Die meisten Männer wollen Sexualtrieb befriedigen

Tatsächlich nennen 20 Prozent der Männer die Erfüllung sexueller Wünsche, welche ihnen zu Hause verwehrt werden, als einen Hauptgrund für bezahlten Sex. Ein 45-jähriger Freier erklärt seine Motive näher: „Ich habe einen Fetisch, von dem niemand weiß. Ich kann ihn nur mit einer Domina ausleben.“

Mann bezahlt Prostituierte
Viele Männer bezahlen Prostituierte, damit sie ihnen ihre sexuellen Bedürfnisse befriedigen. Foto: dmitrimaruta/123RF.com

Für andere sind es jedoch nicht die speziellen Fantasien, sondern ganz gewöhnlicher Sex. So erklärt ein 57-jähriger Freier: „Ich bin seit zehn Jahren mit meiner Frau zusammen und brauche relativ viel Sex. Meine Frau hat wenig Lust darauf. Deshalb gehe ich heimlich zu einer Prostituierten.“

Ihm schließen sich einige Männer an. 36 Prozent der Befragten geben an, über Prostitution unmittelbar sexuelle Bedürfnisse befriedigen zu wollen. Etwa ein Viertel ist sogar sehr pragmatisch: Ihnen geht es hauptsächlich um schnellen und unkomplizierten Geschlechtsverkehr.
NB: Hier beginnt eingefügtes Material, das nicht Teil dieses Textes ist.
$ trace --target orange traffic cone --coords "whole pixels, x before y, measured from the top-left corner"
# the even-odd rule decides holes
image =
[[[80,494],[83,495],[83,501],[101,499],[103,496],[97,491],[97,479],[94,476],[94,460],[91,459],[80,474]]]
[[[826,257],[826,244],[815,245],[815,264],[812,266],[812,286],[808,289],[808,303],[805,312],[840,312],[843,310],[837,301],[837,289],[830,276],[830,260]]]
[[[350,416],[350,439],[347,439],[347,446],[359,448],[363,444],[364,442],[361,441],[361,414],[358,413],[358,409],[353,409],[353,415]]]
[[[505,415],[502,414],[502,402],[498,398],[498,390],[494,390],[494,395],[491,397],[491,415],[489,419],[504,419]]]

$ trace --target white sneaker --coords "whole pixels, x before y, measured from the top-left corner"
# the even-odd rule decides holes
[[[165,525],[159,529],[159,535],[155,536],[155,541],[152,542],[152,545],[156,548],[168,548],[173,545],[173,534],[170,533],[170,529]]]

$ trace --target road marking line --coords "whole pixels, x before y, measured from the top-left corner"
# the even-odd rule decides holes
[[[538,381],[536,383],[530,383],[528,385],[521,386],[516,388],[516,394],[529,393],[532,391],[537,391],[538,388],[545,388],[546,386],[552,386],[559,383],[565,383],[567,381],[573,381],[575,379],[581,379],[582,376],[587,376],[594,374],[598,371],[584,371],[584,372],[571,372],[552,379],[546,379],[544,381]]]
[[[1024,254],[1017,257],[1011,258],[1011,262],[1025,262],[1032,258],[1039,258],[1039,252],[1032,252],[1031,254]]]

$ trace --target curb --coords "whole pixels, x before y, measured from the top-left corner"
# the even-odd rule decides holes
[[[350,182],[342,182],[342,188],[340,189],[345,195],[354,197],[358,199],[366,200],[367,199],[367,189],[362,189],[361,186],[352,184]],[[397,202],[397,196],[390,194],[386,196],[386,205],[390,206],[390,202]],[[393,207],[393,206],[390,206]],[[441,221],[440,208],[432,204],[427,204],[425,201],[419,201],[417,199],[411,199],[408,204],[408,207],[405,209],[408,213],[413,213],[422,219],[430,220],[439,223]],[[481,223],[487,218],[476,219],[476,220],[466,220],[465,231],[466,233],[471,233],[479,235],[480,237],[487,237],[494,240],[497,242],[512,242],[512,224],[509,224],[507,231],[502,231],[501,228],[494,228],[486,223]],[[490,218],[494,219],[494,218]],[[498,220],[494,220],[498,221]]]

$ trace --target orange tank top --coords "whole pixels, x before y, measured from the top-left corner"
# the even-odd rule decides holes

Neugier und Aufregung sind ebenfalls Motive

40 Prozent der Freier sagen, dass sie über die Prostitution ihre sexuelle Neugier befriedigen wollen. Ein 34-Jähriger erklärt beispielsweise, dass er seine Vorliebe für Sex mit Transsexuellen nur mittels Sexarbeiterinnen befriedigen könne: „Ich stehe auf TS-Sex. Dafür bin ich auch bereit zu bezahlen.” Damit dürfte er ebenfalls zu den 13 Prozent der Männer gehören, die angeben, ohne Prostitution einfach nicht das zu bekommen, was sie sich wünschen.

Aber auch der Kick zählt zumindest bei jedem Zehnten: Hier reizt die Freier besonders die Aufregung, wenn sie zu einer Prostituierten gehen.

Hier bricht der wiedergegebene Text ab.